Simplicity and God Objects

Credit: flickr / Stinging Eyes

There’s an anti-pattern in Object Oriented programming called “God object” or “God class”. An pattern is a design to follow. An anti-pattern is something to avoid. A God class is a class that knows and/or does too much. Breaking a problem down into well-defined units of limited scope is part of writing good code that can be updated later by someone else, and hopefully reused elsewhere.

Three things happened last week that got me thinking about simplicity in general.

Physical Simplicity

My boyfriend hung my art and I finally finished unpacking. I am in love with my space, how open and clean and uncluttered it is, and the pictures from my travels filling my wall space.

I’ve been throwing stuff out, and trying something where I don’t buy anything in February. I mean, I buy things I run out of (soap etc), I bought picture frames, hooks for hanging them and the two bamboo plants that frame my window. And I bought Kindle books and a TV series on iTunes (weirdly, these did not seem like purchases due to lack of physical objects and I only realized afterwards). But, having this mentality that I shouldn’t buy anything has made me interrogate what I would bring in without thinking, usually.

My policy is that if I wouldn’t take it with me on a move to another country and I’m not using it regularly, I should get rid of it. I hope this month’s awareness will stay with me because it’s apparent that to keep the empty space and lack of clutter is harder than accumulating things. It means interrogating every purchase and saying, “What will this add to my life? What will this replace?” – and it’s a constant project to decide what I’m no longer using and should get rid of.

Simplicity of Reusable Code

One of my colleagues made a reusable component, that I also was to use in my code for a particular button. I wrote the code around it on Monday, thinking I would have to change one method. On Wednesday, I got his component which worked differently than I expected. What I hoped would be a short fix took much longer, by the end of Wednesday I had it working – but only when the image part of the button was clicked, the spacing around didn’t work. There’s a long and complicated reason for this, but basically we were using two different types of buttons.

Thursday, I returned to my war with the button and by the end of the day it was working wherever you clicked. But in the process the reusable component had become a tangled and horrible mess that I was not going to submit. Initially it had fitted my colleagues purpose a little too well. Now, it fitted both his purpose and my purpose a little too well.

A good night’s sleep later, I’d stepped back sufficiently to be able to have an idea of how I should redesign it. By the end of Friday, I’d reworked the class so that our individual code was a little more complicated, but the reusable component we both called was much simpler. Hopefully someone else will be able to reuse it, even!
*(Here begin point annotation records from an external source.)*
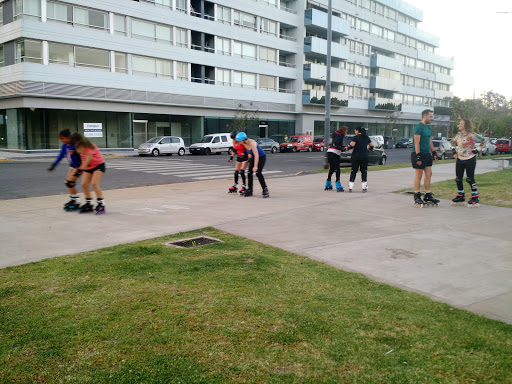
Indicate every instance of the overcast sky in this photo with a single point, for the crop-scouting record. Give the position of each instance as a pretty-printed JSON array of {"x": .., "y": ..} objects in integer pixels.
[{"x": 479, "y": 39}]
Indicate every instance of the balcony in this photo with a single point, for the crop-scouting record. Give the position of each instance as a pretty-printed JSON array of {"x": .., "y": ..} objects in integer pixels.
[
  {"x": 382, "y": 103},
  {"x": 381, "y": 61},
  {"x": 384, "y": 84},
  {"x": 314, "y": 97},
  {"x": 318, "y": 73},
  {"x": 316, "y": 23},
  {"x": 316, "y": 47}
]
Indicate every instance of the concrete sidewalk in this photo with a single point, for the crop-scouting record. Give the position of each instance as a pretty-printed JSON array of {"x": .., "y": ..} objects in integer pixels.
[{"x": 452, "y": 254}]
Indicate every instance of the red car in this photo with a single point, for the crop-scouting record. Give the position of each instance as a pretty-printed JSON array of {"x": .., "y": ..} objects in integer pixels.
[
  {"x": 503, "y": 145},
  {"x": 318, "y": 144}
]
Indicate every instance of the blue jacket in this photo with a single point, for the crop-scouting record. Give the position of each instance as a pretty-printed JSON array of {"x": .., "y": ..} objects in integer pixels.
[{"x": 69, "y": 151}]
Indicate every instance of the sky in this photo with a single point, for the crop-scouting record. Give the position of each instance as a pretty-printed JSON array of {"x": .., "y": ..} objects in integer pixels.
[{"x": 479, "y": 39}]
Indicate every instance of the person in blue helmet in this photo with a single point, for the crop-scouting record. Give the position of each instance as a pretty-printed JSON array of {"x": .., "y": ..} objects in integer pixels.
[
  {"x": 257, "y": 159},
  {"x": 68, "y": 151}
]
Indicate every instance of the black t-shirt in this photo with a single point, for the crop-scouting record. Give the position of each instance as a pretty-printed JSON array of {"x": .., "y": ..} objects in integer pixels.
[{"x": 361, "y": 148}]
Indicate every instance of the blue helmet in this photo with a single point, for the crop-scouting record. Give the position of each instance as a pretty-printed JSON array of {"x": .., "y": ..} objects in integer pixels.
[{"x": 241, "y": 136}]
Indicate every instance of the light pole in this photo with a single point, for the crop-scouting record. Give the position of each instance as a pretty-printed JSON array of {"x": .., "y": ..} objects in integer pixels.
[{"x": 327, "y": 126}]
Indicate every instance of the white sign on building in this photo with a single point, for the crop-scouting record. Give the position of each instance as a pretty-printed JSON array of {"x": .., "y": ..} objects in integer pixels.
[{"x": 93, "y": 130}]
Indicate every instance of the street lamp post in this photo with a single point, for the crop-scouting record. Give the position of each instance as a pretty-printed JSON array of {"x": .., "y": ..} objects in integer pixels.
[{"x": 327, "y": 126}]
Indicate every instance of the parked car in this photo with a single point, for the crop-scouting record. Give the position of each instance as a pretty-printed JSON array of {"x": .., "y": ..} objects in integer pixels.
[
  {"x": 389, "y": 142},
  {"x": 297, "y": 143},
  {"x": 165, "y": 145},
  {"x": 404, "y": 143},
  {"x": 213, "y": 143},
  {"x": 503, "y": 145},
  {"x": 443, "y": 149},
  {"x": 319, "y": 144},
  {"x": 268, "y": 144},
  {"x": 377, "y": 156}
]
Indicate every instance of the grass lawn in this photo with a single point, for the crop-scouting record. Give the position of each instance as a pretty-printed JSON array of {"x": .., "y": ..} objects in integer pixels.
[{"x": 232, "y": 312}]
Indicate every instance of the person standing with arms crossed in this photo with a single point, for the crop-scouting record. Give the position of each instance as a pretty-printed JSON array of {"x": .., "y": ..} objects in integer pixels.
[{"x": 421, "y": 158}]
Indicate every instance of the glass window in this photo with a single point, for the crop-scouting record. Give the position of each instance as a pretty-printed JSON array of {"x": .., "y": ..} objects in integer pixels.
[
  {"x": 120, "y": 25},
  {"x": 267, "y": 83},
  {"x": 92, "y": 58},
  {"x": 59, "y": 12},
  {"x": 144, "y": 65},
  {"x": 182, "y": 71},
  {"x": 28, "y": 51},
  {"x": 91, "y": 18},
  {"x": 61, "y": 54},
  {"x": 268, "y": 54},
  {"x": 120, "y": 62}
]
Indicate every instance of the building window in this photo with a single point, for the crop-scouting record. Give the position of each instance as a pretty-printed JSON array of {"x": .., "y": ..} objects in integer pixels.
[
  {"x": 30, "y": 8},
  {"x": 28, "y": 51},
  {"x": 181, "y": 37},
  {"x": 61, "y": 54},
  {"x": 92, "y": 58},
  {"x": 223, "y": 14},
  {"x": 268, "y": 54},
  {"x": 120, "y": 25},
  {"x": 182, "y": 71},
  {"x": 91, "y": 18},
  {"x": 223, "y": 77},
  {"x": 267, "y": 83},
  {"x": 120, "y": 62}
]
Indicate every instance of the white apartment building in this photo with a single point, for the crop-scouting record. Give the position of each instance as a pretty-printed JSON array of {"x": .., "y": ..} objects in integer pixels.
[{"x": 138, "y": 69}]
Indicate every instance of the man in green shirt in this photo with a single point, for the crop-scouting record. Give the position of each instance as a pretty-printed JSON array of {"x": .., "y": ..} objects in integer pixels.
[{"x": 421, "y": 158}]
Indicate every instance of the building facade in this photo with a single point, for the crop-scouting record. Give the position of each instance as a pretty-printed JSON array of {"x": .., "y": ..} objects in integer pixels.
[{"x": 130, "y": 70}]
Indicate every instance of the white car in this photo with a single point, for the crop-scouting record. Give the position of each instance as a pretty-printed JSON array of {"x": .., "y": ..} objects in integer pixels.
[{"x": 165, "y": 145}]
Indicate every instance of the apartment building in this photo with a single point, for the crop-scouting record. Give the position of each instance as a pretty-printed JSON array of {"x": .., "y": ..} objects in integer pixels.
[{"x": 123, "y": 71}]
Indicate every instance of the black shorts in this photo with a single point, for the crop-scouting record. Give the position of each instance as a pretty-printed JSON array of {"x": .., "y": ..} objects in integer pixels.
[
  {"x": 426, "y": 160},
  {"x": 100, "y": 167}
]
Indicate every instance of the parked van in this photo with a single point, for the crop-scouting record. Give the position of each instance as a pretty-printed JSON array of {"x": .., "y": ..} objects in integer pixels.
[
  {"x": 297, "y": 143},
  {"x": 214, "y": 143}
]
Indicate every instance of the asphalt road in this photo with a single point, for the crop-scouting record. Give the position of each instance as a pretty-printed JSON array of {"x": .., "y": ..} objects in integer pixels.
[{"x": 29, "y": 178}]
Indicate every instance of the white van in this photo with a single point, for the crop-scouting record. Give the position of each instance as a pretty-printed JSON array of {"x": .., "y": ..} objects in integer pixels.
[{"x": 214, "y": 143}]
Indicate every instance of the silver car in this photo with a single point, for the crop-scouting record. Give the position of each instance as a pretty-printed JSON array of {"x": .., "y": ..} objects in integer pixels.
[{"x": 165, "y": 145}]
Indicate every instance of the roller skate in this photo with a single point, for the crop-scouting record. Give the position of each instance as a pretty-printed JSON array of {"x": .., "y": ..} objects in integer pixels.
[
  {"x": 233, "y": 189},
  {"x": 459, "y": 200},
  {"x": 430, "y": 201},
  {"x": 87, "y": 207},
  {"x": 246, "y": 193},
  {"x": 72, "y": 205},
  {"x": 474, "y": 202},
  {"x": 418, "y": 202}
]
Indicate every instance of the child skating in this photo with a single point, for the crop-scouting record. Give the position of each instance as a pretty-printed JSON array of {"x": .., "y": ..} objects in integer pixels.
[
  {"x": 93, "y": 168},
  {"x": 240, "y": 165},
  {"x": 257, "y": 159},
  {"x": 68, "y": 151}
]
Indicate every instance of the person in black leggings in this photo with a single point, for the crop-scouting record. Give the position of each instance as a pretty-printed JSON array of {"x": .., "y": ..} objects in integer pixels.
[
  {"x": 361, "y": 143},
  {"x": 333, "y": 157}
]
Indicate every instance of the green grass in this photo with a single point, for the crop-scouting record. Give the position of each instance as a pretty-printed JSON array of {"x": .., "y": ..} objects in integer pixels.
[{"x": 232, "y": 312}]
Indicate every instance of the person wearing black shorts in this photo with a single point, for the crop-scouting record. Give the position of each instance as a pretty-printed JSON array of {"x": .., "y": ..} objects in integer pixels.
[{"x": 421, "y": 158}]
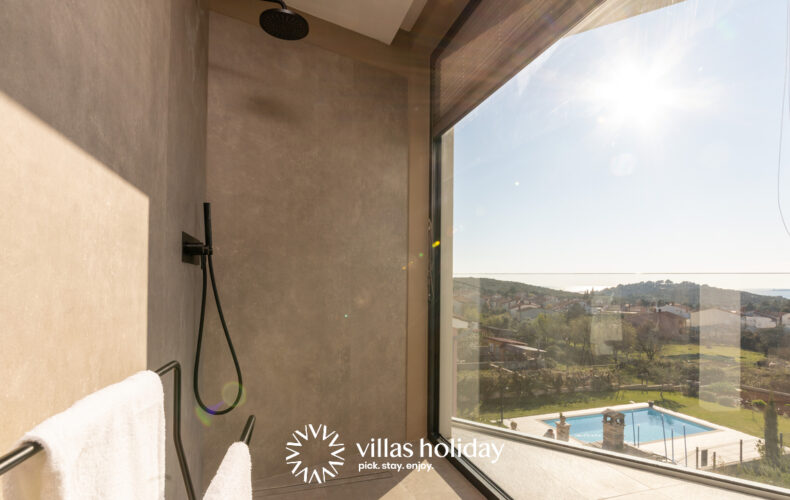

It is so easy to think that your use case is the same as all that will follow. Everyone I work with is really smart and the design of this component had been discussed and thought through. My use case was similar enough that it didn’t seem like it would be a problem – until I started to try and use it. This component is really very tiny, and yet it was able to know too much and do too much.

As an aside, I wouldn’t submit code that hideous anyway, but the code review process really removes any temptation because it would get – rightly – torn to shreds.

Simplicity in Organization

Someone said to me that I was trying to add an excessive amount of structure to a rule-free organization. They were right, I was asking a lot of questions and suggesting a lot of ways in which we might quantify and/or measure what it was they were proposing to add.

We have something very simple. Everything in it has clearly defined responsibilities and purpose. It’s easy, and it’s clear. What they are proposing changes that somewhat, but I don’t think we should use that simplicity to add extraneous things – that’s how we’ll end up at something complicated.

Fight to Keep it Simple

I may or may not manage to keep my apartment clutter-free. My design may or may not work for the next person who wants to use it. I may or may not win the argument over complicating organizational structure.

My friend says, why do you need to get rid of things you wouldn’t take when you move, now? My colleague asked why didn’t I just use the thing that the reusable component uses. My friends ask, why do I care about the argument – I can just walk away from it.

And it all comes down to the same thing – I think you need to fight to keep things simple. So I’m not going to say, “I’m just not going to bother with this” without first attempting to make the case – via code or via argument – for a simple, reusable way.